Our deepest fear is that we are powerful
beyond measure.
It is our light, not our darkness, that most
frightens us.
We ask ourselves, Who am I to be brilliant,
gorgeous,
handsome, talented and fabulous?
Actually, who are you not to be?
You are a child of God.
Your playing small does not serve the world.
There is nothing enlightened about shrinking
so that other people won't feel insecure
around you.
We are all meant to shine, as children do.
We were born to make manifest the glory of
God within us.
It is not just in some; it is in everyone.
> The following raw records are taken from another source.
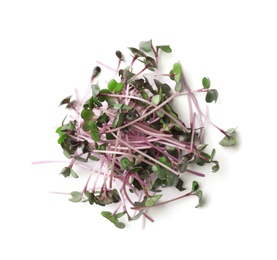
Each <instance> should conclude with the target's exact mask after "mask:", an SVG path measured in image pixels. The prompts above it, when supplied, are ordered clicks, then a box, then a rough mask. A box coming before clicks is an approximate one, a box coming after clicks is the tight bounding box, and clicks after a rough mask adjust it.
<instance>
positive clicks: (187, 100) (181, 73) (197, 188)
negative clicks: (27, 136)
mask: <svg viewBox="0 0 277 260" xmlns="http://www.w3.org/2000/svg"><path fill="white" fill-rule="evenodd" d="M129 50H130V51H131V57H132V60H131V62H130V65H129V66H126V64H125V59H123V54H122V53H121V51H116V53H115V54H116V56H117V57H118V64H117V65H116V69H115V70H114V72H115V76H114V78H112V79H110V81H108V83H107V85H106V86H99V85H98V83H96V82H95V78H97V77H99V75H100V72H101V70H103V69H111V68H110V67H109V66H105V65H103V64H102V63H101V64H102V65H103V66H102V69H100V67H98V66H97V67H95V69H94V70H93V73H92V76H91V80H90V84H89V87H88V89H87V91H86V93H85V95H84V97H83V99H82V100H78V99H76V100H74V99H73V97H72V96H68V97H66V98H64V99H63V100H62V101H61V103H60V105H61V106H62V105H66V108H67V109H69V110H70V111H71V112H72V113H71V114H70V116H68V117H67V118H65V119H64V120H63V121H62V124H61V126H59V127H58V128H57V130H56V132H57V134H58V135H59V137H58V144H59V145H60V146H61V147H62V149H63V153H64V155H65V156H66V157H67V158H68V159H69V163H68V165H67V166H66V167H64V168H62V170H61V172H60V174H61V175H63V176H64V177H69V176H72V177H74V178H78V177H79V176H78V174H77V173H76V172H75V170H73V167H74V166H75V165H76V166H77V165H78V166H82V167H83V168H85V169H87V170H88V171H89V172H90V174H91V176H90V177H89V179H88V180H87V182H86V185H85V187H83V189H82V190H81V191H73V192H71V193H70V195H71V197H70V198H69V200H70V201H72V202H80V201H86V202H88V203H89V204H91V205H93V204H96V205H100V206H106V205H109V204H115V205H116V206H115V209H114V211H113V212H110V211H102V213H101V214H102V216H103V217H105V218H107V219H108V220H109V221H110V222H112V223H113V224H114V225H115V226H116V227H118V228H124V227H125V224H124V223H123V220H122V219H123V217H127V220H128V221H131V220H136V219H139V218H140V217H145V218H146V219H148V220H150V221H153V219H152V218H151V217H150V216H149V213H148V212H149V211H147V210H148V209H150V208H152V207H158V206H159V205H163V204H166V203H169V202H172V201H175V200H178V199H182V198H185V197H189V196H195V197H197V198H198V199H197V204H196V207H198V206H200V204H201V198H202V190H200V189H199V184H198V182H197V181H193V183H192V185H191V188H189V190H188V191H187V189H186V188H185V187H184V179H185V178H184V177H185V175H184V173H189V174H193V175H195V176H201V177H203V176H205V175H204V174H203V173H202V172H199V171H196V170H195V168H194V167H192V166H193V165H198V166H204V165H207V164H210V165H211V171H212V172H217V171H218V170H219V162H218V161H217V160H216V159H215V154H216V150H215V149H212V151H211V152H208V151H207V146H208V144H207V143H206V142H204V133H205V127H206V125H207V122H210V120H209V119H208V118H207V115H206V114H205V113H204V112H203V111H202V110H201V107H200V105H199V102H198V99H199V98H201V99H202V100H203V101H206V102H207V103H212V102H216V101H217V100H218V91H217V90H216V89H212V88H211V82H210V79H209V78H207V77H204V78H203V80H202V86H201V88H199V89H197V90H192V89H191V88H190V87H189V86H188V84H187V81H186V79H185V76H184V73H183V70H182V66H181V64H180V63H179V62H177V63H175V64H173V66H172V69H171V70H170V72H169V73H161V72H160V70H159V64H160V55H161V54H162V53H163V52H164V53H170V52H172V49H171V47H170V46H169V45H159V46H154V45H153V43H152V40H150V41H143V42H141V43H140V44H139V47H138V48H134V47H130V48H129ZM165 55H166V54H165ZM122 64H124V67H123V68H122ZM135 64H138V65H140V66H141V68H140V69H139V70H138V71H135V69H134V67H135V66H134V65H135ZM146 72H147V73H146ZM163 77H164V78H169V82H171V83H172V84H167V83H165V81H160V78H163ZM200 85H201V84H200ZM203 94H205V95H204V96H203ZM176 97H182V98H184V101H186V100H187V101H188V108H189V110H188V112H187V115H186V120H187V121H186V122H185V121H181V120H180V118H179V116H178V114H177V113H176V112H175V110H174V104H173V100H174V99H175V98H176ZM204 122H205V123H204ZM210 123H211V125H212V126H214V127H215V129H217V130H219V131H220V132H221V133H222V134H223V136H224V137H223V139H222V140H221V141H220V144H221V145H223V146H231V145H234V144H235V143H236V139H235V130H236V129H235V128H230V129H228V130H227V131H224V130H222V129H221V128H219V127H218V126H217V125H215V124H214V123H213V122H210ZM74 169H75V168H74ZM92 177H94V178H92ZM166 187H169V188H174V189H178V190H179V191H180V192H181V195H180V196H178V197H174V198H165V196H163V195H164V194H163V190H164V188H166Z"/></svg>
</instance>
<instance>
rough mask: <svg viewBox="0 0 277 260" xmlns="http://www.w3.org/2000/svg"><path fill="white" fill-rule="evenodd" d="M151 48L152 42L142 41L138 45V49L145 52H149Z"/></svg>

And, as we let our own light shine, we
consciously give
other people permission to do the same.
As we are liberated from our fear,
our presence automatically liberates others."
-Marianne Williamson
When I heard these words for the first time
my eyes swelled and I found tear drops making a home in my lap. I wasn’t exactly
sure of where this overwhelming emotional outburst came from. I was watching the
movie Coach Carter and I wouldn’t necessarily describe it as a
tearjerker. Then it struck me, maybe I was crying because watching these young
boys transition to young men reminded me of my two brothers, growing; evolving;
becoming men in country where their life and experiences are often devalued. Or
maybe it was just me finally realizing that my deepest fear wasn’t failing but
rather succeeding all along. While failure isn’t my best friend, I have come to
value, respect and appreciate all that it brings to my life, as in my failures
I have found my greatest triumphs. My failures don’t necessarily prepare me for
the storm but they have given me the strength and tenacity to endure tumultuous
weather. It is in my failures where I am confronted, even challenged to
acknowledge who I am.
So who am I? I am a human being trying to
find balance amongst the light and darkness and not shrink in the process. I am a woman surrounded by “controlling
images” (Black Feminist Thought, Hill-Collins, 1990) that marginalizes my
existence not only as a woman but as a Black woman. Yet, I work diligently to challenge
historical and contemporary ideologies of “Blackness” and Black women both
through scholarship and activism. I am a consumer and critic of media, a job
that goes hand and hand for me. From movie to music to blogs to research, I’m
online in the trenches trying to remain current but also make sense of the many
images that I’m inundated with daily. How can I watch Law & Order and not be
excited to see S. Epatha Merkerson (aka Lieutenant Van Buren) in a position of
power yet not wonder if her character simply perpetuate “controlling images” of
Black women (i.e. the “matriarch”, the “professional/Black lady”). When I hear
discussion surrounding the image of Black women in the media, Momma Dee from
the show Love & Hip Hop-Atlanta seems to always find herself at the core of current
debates. Who am I to silence her truth, her life, her stories just because
I don’t agree or have a frame of reference for the life she’s led? How do I
listen to hip hop music and not be outraged over the misogyny and sexism but
also not acknowledge and question agency and autonomy? Why does hip hop receive
such bad representation yet Rock N Roll music has a Hall of Fame and Rhythm and
Blues, or even Country Western for that matter, can be equally as salacious or
violent just not as direct or abrasive? So as I try to find the right word or
words to tell you who I think I am, the best I can do today is tell you that I’m
an individual on a quest to find balance
not only in my life personally but socially and I hope that I can use the media
to serve as a NECESSARY conduit to promote positive social change.